The Videotron Centre was built with one goal in mind: to play host to the reborn Nordiques, because NHL expansion wasn’t going to consider Quebec City without a modern arena in place. Well, the arena exists, and Quebec City still isn’t getting an NHL team. Money well spent?
The city and the province split the cost of the 18,259-seat arena, which came in at around $370 million (CAD). And then they turned the entire thing over to telecommunications giant Quebecor for $33 million, with the national assembly passing a controversial law to protect the arrangement from potential lawsuits. (Conflicts of interest abound: Qubecor’s controlling shareholder Pierre Karl Péladeau was the leader of the Parti Québécois from May 2015 until he resigned last month.)

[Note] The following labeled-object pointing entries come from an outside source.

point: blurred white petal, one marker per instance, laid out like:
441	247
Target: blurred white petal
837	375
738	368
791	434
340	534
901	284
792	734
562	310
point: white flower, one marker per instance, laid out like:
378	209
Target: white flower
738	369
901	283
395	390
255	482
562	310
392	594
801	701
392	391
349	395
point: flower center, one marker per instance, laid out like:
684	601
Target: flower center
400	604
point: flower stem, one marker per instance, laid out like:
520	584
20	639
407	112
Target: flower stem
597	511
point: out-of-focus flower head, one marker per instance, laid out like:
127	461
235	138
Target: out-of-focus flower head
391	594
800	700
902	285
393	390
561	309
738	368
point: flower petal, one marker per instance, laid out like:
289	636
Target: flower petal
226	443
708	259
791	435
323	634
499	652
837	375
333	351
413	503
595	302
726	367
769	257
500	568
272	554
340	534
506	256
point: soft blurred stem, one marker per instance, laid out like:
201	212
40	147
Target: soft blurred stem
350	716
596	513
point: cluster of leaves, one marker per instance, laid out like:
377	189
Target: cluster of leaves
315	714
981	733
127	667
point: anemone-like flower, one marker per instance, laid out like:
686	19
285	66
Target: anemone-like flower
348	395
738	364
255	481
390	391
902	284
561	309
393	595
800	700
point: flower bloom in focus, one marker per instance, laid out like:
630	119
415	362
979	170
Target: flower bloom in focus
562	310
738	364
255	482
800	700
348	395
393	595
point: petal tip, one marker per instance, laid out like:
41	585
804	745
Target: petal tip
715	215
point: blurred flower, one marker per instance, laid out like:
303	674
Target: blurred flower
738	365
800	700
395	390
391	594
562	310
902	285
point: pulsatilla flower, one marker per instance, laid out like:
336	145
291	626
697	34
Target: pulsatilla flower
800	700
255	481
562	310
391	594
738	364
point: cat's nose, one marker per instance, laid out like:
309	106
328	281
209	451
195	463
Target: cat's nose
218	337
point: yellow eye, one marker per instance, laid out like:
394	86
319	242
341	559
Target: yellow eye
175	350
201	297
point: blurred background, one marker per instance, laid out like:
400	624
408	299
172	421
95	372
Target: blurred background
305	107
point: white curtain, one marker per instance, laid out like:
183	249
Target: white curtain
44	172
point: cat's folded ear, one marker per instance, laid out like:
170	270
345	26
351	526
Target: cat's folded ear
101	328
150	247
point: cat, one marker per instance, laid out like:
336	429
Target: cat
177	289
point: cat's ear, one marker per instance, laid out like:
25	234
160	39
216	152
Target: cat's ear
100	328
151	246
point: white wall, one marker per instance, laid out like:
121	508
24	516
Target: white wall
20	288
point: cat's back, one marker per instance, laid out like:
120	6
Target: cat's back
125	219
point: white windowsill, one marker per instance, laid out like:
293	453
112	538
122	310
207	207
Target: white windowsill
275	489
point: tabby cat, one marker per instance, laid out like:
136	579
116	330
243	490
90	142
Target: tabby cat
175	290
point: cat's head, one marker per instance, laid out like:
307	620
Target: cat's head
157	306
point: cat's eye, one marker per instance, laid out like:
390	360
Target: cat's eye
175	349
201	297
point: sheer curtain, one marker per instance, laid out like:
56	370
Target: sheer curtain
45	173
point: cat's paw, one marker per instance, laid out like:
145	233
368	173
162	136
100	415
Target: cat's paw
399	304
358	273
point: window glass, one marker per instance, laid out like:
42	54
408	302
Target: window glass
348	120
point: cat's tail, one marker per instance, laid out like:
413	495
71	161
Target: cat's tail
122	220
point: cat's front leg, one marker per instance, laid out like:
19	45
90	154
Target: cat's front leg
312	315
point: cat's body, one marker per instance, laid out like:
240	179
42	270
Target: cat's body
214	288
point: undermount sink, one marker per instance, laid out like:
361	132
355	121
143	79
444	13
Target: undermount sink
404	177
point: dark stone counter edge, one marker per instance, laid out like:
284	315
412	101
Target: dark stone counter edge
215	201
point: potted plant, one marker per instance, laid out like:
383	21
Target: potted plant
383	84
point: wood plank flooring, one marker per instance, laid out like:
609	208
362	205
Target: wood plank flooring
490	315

You didn’t hear much fuss about this outside of Quebec—where a large majority of residents outside of Quebec City were against their taxes funding the arena, but were given no say in the matter—probably because it was viewed as the cost of getting a team. (It shouldn’t be, obviously.) Qubecor wasn’t going to put up the expansion fee unless the public built it an arena; the NHL wasn’t going to award a franchise without Quebecor in the picture.
And yet. Whether it was because of the weak Canadian dollar, the questions about the market size, or the NHL’s desire to balance its conferences, Las Vegas got an expansion team and Quebec City didn’t. And now Quebec City is stuck with a big expensive arena that it paid for, and continues to pay for.
The contract for the arena obligates Quebec City to pay half of the arena’s operational deficit, a figure that amounted to $730,000 in its first four months of existence.
It was the opposition at Quebec City that revealed the numbers during a presentation of financial statements by city officials Monday afternoon. The financial records of the Videotron Centre are not available to the public as they are protected by a confidentiality agreement.
“If we project this over one year, it’s a $2.2 million dollar deficit,” Paul Shoiry, the leader of Démocratie Québec, said.
(Please note the confidentiality agreement; if opposition politicians had not announced these figures, citizens would have no idea how much money they’re still pumping into a largely empty arena.)
The deficit was likely not part of the projections for the arena, because those projections included an NHL team—which in itself was an inaccurate projection. And it does not look like things are going to get better anytime soon.
Is it likely that the Videotron Centre will suddenly turn a profit? Outside of games for the junior hockey Quebec Remparts, the next event listed for the building after that Oct. 4 NHL exhibition is a concert on Nov. 21. And then, um, a hypnotist on Jan. 4. That is not a lot of events.
You got fucked over, citizens. You didn’t get a vote but your lawmakers spent your money on an arena that was immediately handed over to a $10 billion corporation. You’re still paying Quebecor’s bills. And you didn’t even get that NHL team you were promised.